Ok, I'm downloading this as I speak.

Still, it's much more complex than a simple webapp (so the audience willing to do it will be smaller). If there are ~12 million events, we need 10 000 people downloading 1200 pages...

(On the leaderboard, the number of "to do" items goes up instead of down: what does it mean?)

creature · on April 20, 2013

I don't know for sure, but I expect it's a standard thing from any spidering. Let's say you start at one page and find 10 links; your tracker will then have 10 items. If each of those pages has 10 links, then you can then have up to 100 items to download. And so on.

Over time you're going to start seeing duplicates (ie. things you've already archived/spidered), so the number will go down. But while you're still in the 'discovery' stage it's going to go up and up.

bambax · on April 20, 2013

Oh, ok, if you're spidering.

But here's what the OP said: "All of Upcoming's events and venues use autoincremented ids, making it dead simple to generate a list of URLs to scrape."

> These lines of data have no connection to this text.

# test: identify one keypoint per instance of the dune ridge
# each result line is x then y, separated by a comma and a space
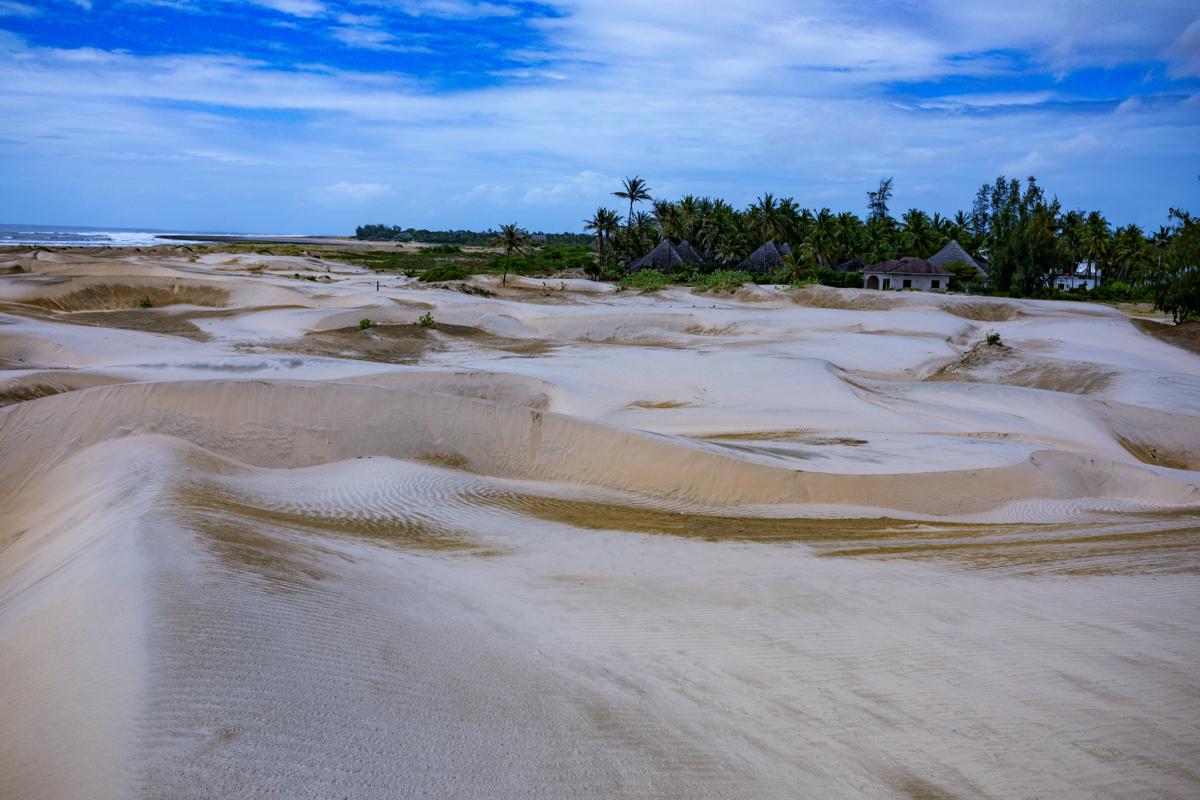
295, 423
570, 541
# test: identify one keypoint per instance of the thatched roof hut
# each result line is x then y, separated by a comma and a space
691, 253
906, 266
763, 260
660, 258
667, 253
955, 252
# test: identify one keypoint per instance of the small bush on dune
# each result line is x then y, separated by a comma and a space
643, 280
727, 280
445, 272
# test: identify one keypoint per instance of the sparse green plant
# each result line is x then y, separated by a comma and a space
445, 272
643, 280
727, 280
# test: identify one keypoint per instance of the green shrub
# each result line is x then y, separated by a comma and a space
726, 280
447, 272
645, 280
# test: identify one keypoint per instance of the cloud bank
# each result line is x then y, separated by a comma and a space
448, 113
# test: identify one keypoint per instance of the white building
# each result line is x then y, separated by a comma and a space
907, 274
1086, 276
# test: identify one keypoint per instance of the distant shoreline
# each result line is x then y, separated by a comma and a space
273, 240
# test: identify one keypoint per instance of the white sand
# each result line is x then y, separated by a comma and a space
587, 543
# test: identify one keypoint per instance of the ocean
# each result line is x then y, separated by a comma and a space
97, 236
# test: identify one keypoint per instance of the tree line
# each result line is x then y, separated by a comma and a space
1021, 234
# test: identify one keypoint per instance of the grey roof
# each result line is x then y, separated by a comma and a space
690, 253
660, 258
667, 253
955, 252
907, 266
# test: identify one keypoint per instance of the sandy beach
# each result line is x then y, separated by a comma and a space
576, 542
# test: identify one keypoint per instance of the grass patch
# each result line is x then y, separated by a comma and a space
721, 280
645, 280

So if you go from 1 to {current_id} you get them all, and you have the list at the start.

sp332 · on April 20, 2013

Sometimes the "items" can get huge. Usually one user counts as one item, so some users run into multiple gigabytes and take days to finish. How would you handle that with a webapp?

I'm not sure about the details for this project, but sometimes it's not easy to get a dump of a list of the items you want all upfront. So the warrior process catalogs new items it encounters and updates the list on the tracker.

bambax · on April 20, 2013

Ok, I get that now; but in this particular project every event id is known (see my other comment below).

A webapp would simply need to receive a list of ids and download one at a time (with a comfortable delay between each call so as to not trigger Yahoo's security).